La perra me está esperando en el recibidor de su casa. A mí, a nadie más. Utilizando el posesivo diría "mi perra me está esperando". Porque el BDSM es posesión.
He dicho "perra" porque a las personas se les llama por su nombre. Si os vais a escandalizar por llamar perra a una mujer en un contexto como el que nos ocupa, entonces mejor dejad de leer y volved a vuestros quehaceres.
Retomo: la (mi) perra me está esperando en el recibidor de su casa.
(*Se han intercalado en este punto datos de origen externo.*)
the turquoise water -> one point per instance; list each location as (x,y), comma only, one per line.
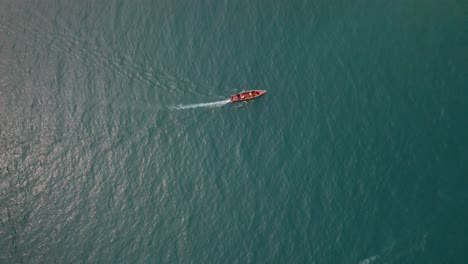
(117,146)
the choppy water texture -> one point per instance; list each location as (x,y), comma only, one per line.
(117,144)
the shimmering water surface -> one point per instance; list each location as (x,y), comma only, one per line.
(117,144)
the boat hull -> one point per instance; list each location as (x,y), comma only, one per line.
(246,95)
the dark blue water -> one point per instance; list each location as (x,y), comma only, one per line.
(117,144)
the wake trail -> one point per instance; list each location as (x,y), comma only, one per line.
(191,106)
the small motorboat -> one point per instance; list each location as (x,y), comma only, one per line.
(246,95)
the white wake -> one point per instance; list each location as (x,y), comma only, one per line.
(191,106)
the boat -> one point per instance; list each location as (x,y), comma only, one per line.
(246,95)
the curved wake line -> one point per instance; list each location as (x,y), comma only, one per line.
(191,106)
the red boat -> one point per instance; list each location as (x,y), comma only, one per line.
(246,95)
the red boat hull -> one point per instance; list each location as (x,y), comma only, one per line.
(246,95)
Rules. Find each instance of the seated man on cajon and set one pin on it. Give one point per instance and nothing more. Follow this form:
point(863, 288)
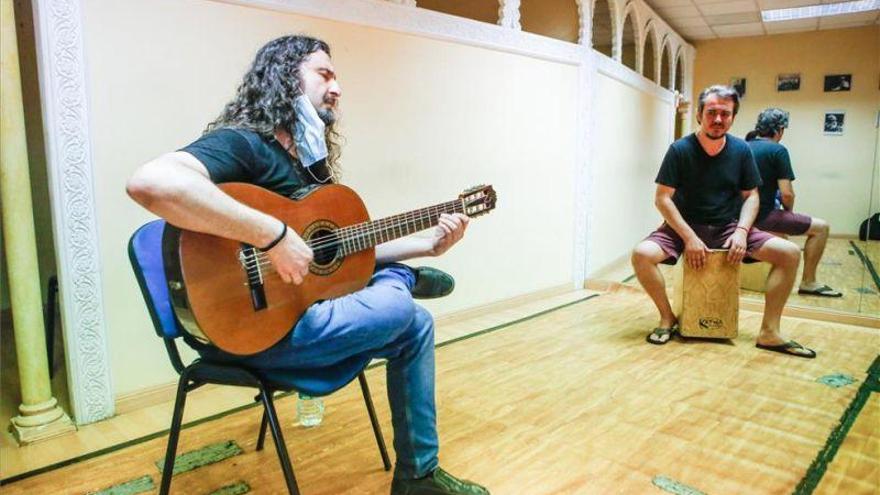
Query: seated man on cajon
point(774, 165)
point(707, 193)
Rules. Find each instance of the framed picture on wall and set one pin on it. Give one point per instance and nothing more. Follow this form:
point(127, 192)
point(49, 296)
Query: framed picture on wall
point(833, 125)
point(838, 82)
point(788, 82)
point(739, 84)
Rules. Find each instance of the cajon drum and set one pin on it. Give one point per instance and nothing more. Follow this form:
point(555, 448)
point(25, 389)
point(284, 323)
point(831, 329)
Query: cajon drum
point(706, 301)
point(753, 276)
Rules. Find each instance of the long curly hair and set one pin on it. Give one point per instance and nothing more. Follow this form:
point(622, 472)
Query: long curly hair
point(264, 101)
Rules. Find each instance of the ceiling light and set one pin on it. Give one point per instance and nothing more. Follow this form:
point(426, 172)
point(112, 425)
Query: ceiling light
point(823, 10)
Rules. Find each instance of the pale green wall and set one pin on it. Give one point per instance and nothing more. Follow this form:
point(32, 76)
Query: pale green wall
point(633, 131)
point(36, 153)
point(833, 172)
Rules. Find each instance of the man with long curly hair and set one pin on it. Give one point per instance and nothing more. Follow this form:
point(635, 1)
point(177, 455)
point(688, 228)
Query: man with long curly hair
point(278, 133)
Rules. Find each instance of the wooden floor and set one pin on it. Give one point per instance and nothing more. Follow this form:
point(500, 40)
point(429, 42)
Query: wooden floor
point(204, 402)
point(855, 468)
point(572, 401)
point(840, 267)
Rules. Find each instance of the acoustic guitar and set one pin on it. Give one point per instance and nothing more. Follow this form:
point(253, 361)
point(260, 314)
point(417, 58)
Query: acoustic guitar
point(226, 293)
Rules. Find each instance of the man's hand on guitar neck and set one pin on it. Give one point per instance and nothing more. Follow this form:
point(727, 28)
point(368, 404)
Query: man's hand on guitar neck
point(291, 257)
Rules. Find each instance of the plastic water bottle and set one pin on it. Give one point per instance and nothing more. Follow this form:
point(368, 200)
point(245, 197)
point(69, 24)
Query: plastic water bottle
point(309, 410)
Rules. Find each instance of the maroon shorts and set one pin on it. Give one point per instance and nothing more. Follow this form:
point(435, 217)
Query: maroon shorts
point(712, 235)
point(785, 222)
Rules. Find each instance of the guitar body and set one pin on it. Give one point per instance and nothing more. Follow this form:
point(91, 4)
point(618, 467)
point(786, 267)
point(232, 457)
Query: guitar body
point(209, 285)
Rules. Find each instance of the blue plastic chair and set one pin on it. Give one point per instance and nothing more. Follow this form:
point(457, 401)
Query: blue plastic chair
point(145, 253)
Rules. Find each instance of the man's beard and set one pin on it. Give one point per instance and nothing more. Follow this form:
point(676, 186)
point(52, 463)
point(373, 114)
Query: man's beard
point(715, 138)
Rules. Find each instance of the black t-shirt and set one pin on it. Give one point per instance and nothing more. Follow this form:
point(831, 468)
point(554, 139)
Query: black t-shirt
point(773, 164)
point(242, 155)
point(708, 188)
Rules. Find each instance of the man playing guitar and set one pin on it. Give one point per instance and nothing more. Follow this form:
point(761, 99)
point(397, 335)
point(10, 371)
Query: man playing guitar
point(278, 133)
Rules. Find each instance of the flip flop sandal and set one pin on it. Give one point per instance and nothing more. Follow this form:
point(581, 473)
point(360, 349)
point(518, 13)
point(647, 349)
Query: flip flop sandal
point(824, 291)
point(659, 333)
point(788, 348)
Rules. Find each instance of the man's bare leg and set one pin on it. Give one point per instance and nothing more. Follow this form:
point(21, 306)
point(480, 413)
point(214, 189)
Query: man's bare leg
point(785, 257)
point(817, 237)
point(645, 258)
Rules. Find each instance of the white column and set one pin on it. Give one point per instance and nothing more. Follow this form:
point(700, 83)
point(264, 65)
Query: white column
point(40, 417)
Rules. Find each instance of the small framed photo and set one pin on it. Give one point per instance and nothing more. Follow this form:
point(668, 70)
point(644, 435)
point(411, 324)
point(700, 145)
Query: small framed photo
point(838, 82)
point(739, 85)
point(788, 82)
point(833, 125)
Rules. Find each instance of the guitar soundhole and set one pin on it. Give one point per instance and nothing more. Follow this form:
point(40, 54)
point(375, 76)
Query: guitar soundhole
point(321, 236)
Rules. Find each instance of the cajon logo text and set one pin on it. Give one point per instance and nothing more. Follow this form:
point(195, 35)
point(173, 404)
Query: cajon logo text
point(711, 323)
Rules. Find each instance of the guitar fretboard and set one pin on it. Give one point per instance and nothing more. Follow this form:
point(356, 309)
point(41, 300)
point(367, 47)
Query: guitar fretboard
point(365, 235)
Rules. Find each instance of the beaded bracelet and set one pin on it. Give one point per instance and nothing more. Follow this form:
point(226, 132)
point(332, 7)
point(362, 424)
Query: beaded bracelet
point(277, 239)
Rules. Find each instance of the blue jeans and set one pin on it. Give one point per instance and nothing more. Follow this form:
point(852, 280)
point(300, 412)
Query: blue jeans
point(379, 321)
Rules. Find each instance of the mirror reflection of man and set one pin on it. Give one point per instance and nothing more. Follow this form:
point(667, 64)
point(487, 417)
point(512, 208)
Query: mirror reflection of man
point(774, 165)
point(708, 197)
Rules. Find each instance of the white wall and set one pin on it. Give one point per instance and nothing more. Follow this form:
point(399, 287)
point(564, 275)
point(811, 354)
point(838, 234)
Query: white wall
point(632, 129)
point(833, 172)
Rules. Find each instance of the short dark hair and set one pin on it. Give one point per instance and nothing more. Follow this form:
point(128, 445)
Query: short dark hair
point(771, 121)
point(723, 92)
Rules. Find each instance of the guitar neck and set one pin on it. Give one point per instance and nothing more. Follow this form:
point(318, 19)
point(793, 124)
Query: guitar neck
point(366, 235)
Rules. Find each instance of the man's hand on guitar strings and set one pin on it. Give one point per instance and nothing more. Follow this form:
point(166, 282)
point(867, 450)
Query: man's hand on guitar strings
point(449, 230)
point(291, 258)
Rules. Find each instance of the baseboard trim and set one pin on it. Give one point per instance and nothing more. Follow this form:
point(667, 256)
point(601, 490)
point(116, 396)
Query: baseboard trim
point(758, 306)
point(150, 396)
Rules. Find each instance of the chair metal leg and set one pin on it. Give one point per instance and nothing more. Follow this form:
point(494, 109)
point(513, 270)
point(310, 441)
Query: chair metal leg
point(280, 446)
point(49, 322)
point(377, 430)
point(262, 438)
point(174, 434)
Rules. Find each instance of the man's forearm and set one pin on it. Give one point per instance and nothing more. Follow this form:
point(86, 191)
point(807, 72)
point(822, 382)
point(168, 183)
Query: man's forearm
point(749, 211)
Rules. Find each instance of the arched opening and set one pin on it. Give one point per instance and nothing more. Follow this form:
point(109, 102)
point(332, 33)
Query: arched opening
point(648, 62)
point(679, 74)
point(628, 42)
point(553, 18)
point(602, 33)
point(478, 10)
point(664, 67)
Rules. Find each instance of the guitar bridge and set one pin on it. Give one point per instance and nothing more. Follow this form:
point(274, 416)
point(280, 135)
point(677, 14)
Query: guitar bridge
point(248, 257)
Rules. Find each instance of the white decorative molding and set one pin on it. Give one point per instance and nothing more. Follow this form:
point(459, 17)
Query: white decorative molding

Empujo la puerta entreabierta y la encuentro de pie, vestida, con una venda en los ojos y una vela en el suelo iluminando la estancia. Es más pequeña de lo que imaginaba. Mejor. Me gusta la gente pequeña. Cierro la puerta, la cojo del cuello y digo "hola perra" antes de besarla en los labios. Pronuncio las palabras con una deliberada debilidad, casi el susurro de un adolescente. Todo tiene un motivo. La perra apenas devuelve el beso. Después descubriré que esa mujer es capaz de asumir que venga un desconocido a su casa a usarla, pero le cuesta dar un beso porque necesita algo más. Quizás el día previo al apocalipsis nuclear sea capaz de darme un beso de verdad, pienso.
Meto una mano por debajo de su falda, aparto su braga y meto mis dedos en su coño. Está húmedo. Después saco los dedos y los huelo. Antes de eso he colocado un collar en su cuello. Mis dedos huelen a flujo de perra. No esperaba menos.
El plan es llegar, masturbarla e irme. Sin que ella pueda verme. Sus besos saben a tabaco y alcohol, pienso mientras continuo masturbándola. La perra se corre dos, tres, cuatro veces. Le quito el vestido y observo su cuerpo. Es pequeña. Me encanta ese cuerpo aunque para mí el físico sea secundario. Lo que realmente me atrae es su mente de perra arrastrada. ¿Os seguís escandalizando? Pues dejad de leer porque eso es lo que es ella para mí.
Una perra arrastrada.
Aunque esta noche no lo sea. Pero, a pesar de esa diferencia, ella sigue siendo la perra arrastrada que quiero que sea.
Meto uno de mis dedos en su culo, está cerrado pero acaba entrado. La hago apoyarse contra la pared y la cojo con fuerza del cuello. Meto más adentro el dedo, ella se queja. Le gusta pero le duele. Tiene miedo. Saco mi dedo. Debo detenerme porque esta noche no ha venido el amo. En realidad quien ha venido es un vecino que va a masturbar a esa mujer que, a veces, la ha visto pasear por el barrio.
La mujer. La perra. El hombre. El amo. Todo son etiquetas.
La perra huele a sexo. Lo único que quiero es sacarme la polla y follármela por todos lados. Pero no lo hago porque me he equivocado antes con ella y no puedo permitirme ni una más. También por respeto. Cuando digo que voy a hacer algo a alguien, lo hago. Ni más ni tampoco menos.
La perra está cansada. Le pregunto si quiere que me vaya. Ella asiente aún a su pesar. Está pendiente del teléfono, no le quedan fuerzas. Ella quiere que yo la use. Yo quiero usarla. Y, a pesar de ello, abro la puerta y me voy. Las cosas han de ser como han de ser cuando han de ser. Puede que ese no sea el secreto del éxito, pero ayuda a dormir mejor y facilita que las cosas fluyan y continúen.